My condolences to his family.
Jerry
Mon Aug 23, 2010 10:53 pm
My dad introduced me to the Flabob scene when I was 15...Jim was a huge influence on my early aviation experiences, along with Bill Turner...with whom I got my first biplane ride. What a great bunch of guys who wanted nothing more than to share aviation.
jim the appreciative
Tue Aug 24, 2010 12:15 am
As a student of all things Tallmantz, his passing closes another chapter in the history of that company and movie flying in general. He and Frank Pine ramrodded the nuts and bolts of filming
Catch-22 in 1969 and he was intimately involved in dozens of other Tallmantz projects in the 1960s. I interviewed him in 1990 or so about his career and wish I had done it again in the more recent past. His aviation stories deserve to be well documented.
Tue Aug 24, 2010 9:36 am
So long Jim or as we called him at "Catch 22" Major Applesauce, haven't seen him in years, but as was said, he told some great stories about his time in the AF and flying the F-104.
We all go west sometime.
Tue Aug 24, 2010 6:45 pm
As others have said, anyone associated with Tallman and his work must of had a million stories.
RIP...
Tue Aug 24, 2010 7:27 pm
I have in storage (still not moved in yet!) the Frank Tallman book "Flying The Great Planes" ( I think that's the title).
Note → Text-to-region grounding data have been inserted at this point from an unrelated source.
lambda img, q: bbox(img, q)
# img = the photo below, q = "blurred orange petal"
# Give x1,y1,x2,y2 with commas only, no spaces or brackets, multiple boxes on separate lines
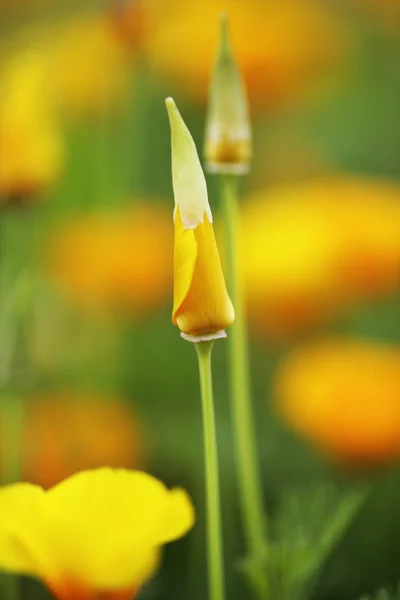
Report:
46,202,173,315
275,339,400,465
108,0,147,51
19,393,143,489
241,176,400,338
Jim Appleby figures very prominently in the book with his restoration work on a lot of the Tallman aircraft as well as replica builds (Spirit Of St Louis). I recollect some blurb in there about how he built an Eindecker while stationed in Japan.
Sorry to see true legends of the air pass on...at least there is a next generation waiting in the wings (albeit smaller than in the 1960s).
Tue Aug 24, 2010 7:56 pm
Rauhbatz,
The correct title is "Flying the Old Planes". I have a copy as well. A great book.
Walt
Tue Aug 24, 2010 10:18 pm
I have wished for years that Steve Hinton and Kermit Weeks would write a book about some of their experiences and the aircraft they've flown. I have seen that Frank Tallman book on people's coffee tables since I was a little kid.
Wed Aug 25, 2010 10:53 am
I too have the Tallman book, it's a nice work.
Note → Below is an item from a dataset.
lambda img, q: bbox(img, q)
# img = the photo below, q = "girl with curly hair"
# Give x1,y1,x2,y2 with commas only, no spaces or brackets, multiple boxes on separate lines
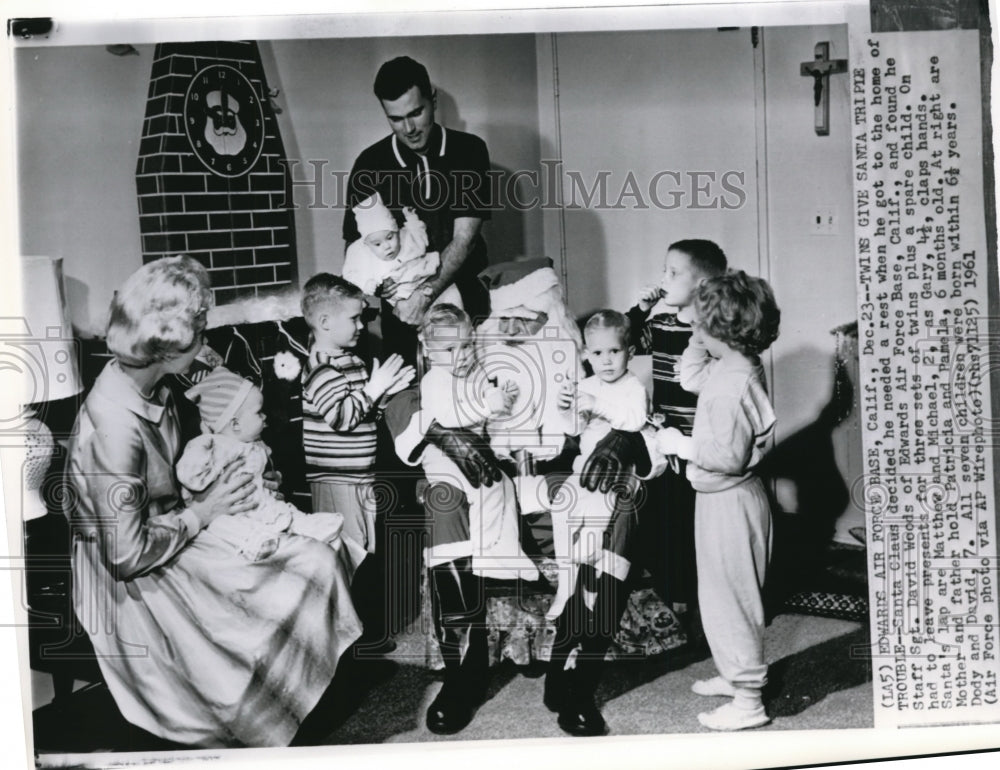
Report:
655,269,780,731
My only complaint echoes a reviewer at the time, whoever edited it didn't know about aircraft...a long stacked Hisso becomes a "Long, stacked Hisso" stuff like that.
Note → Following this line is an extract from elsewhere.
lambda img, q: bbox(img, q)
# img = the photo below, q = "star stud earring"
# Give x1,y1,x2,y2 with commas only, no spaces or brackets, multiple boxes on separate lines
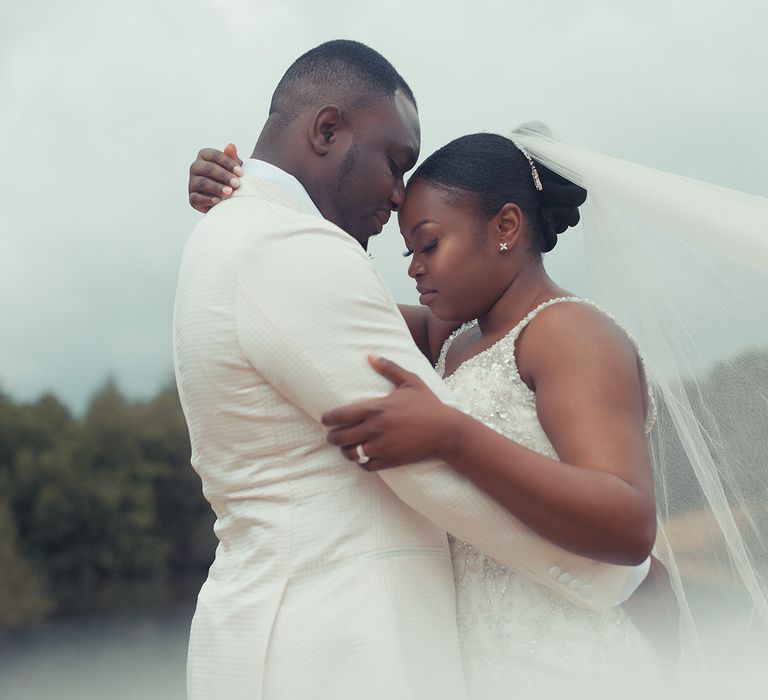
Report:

And Tallman gave a plug for his museum at the beginning of every chaper, making it come across as a series of magazine articles collected in a book.
I'm hoping someday our very own Scott Thompson will write a biography of Tallman and/or a history of Tallmantz.
I tried to do a similar book about helicopters from a ex-Army and retired Bell helicopter test pilot. He had flown everything from the HUP to the XV-15.
Sadly, he had no interest in the projeck.
Wed Aug 25, 2010 1:31 pm
Greetings Walt & JBoyle...thanks for the reminder about the title. This book has been in storage for over a year with all of my other aviation tomes; St Exupery Wind, Sands and Stars for example.
Although a great book and not something likely to be published today I found Tallman's prose a bit jittery when describing just about any aspect of an aircraft; text like "looser than a lady of the night on roller skates sliding across a Wisconsin ice fishing park that had a thin layer of machine oil'...all made up on my part not seeing the book for a while but these tidbits always seemed to occur about once a paragraph.
Other than this writing style one can't put the book down...and Ernie Gann wrote the intro!
Although a Frank Tallman production there are a few nice pics of Jim that appear in the book as well...
KK
Wed Aug 25, 2010 5:24 pm
Just heard from Zona that there will be a memorial service on October 2 at Flabob. Jim was 86.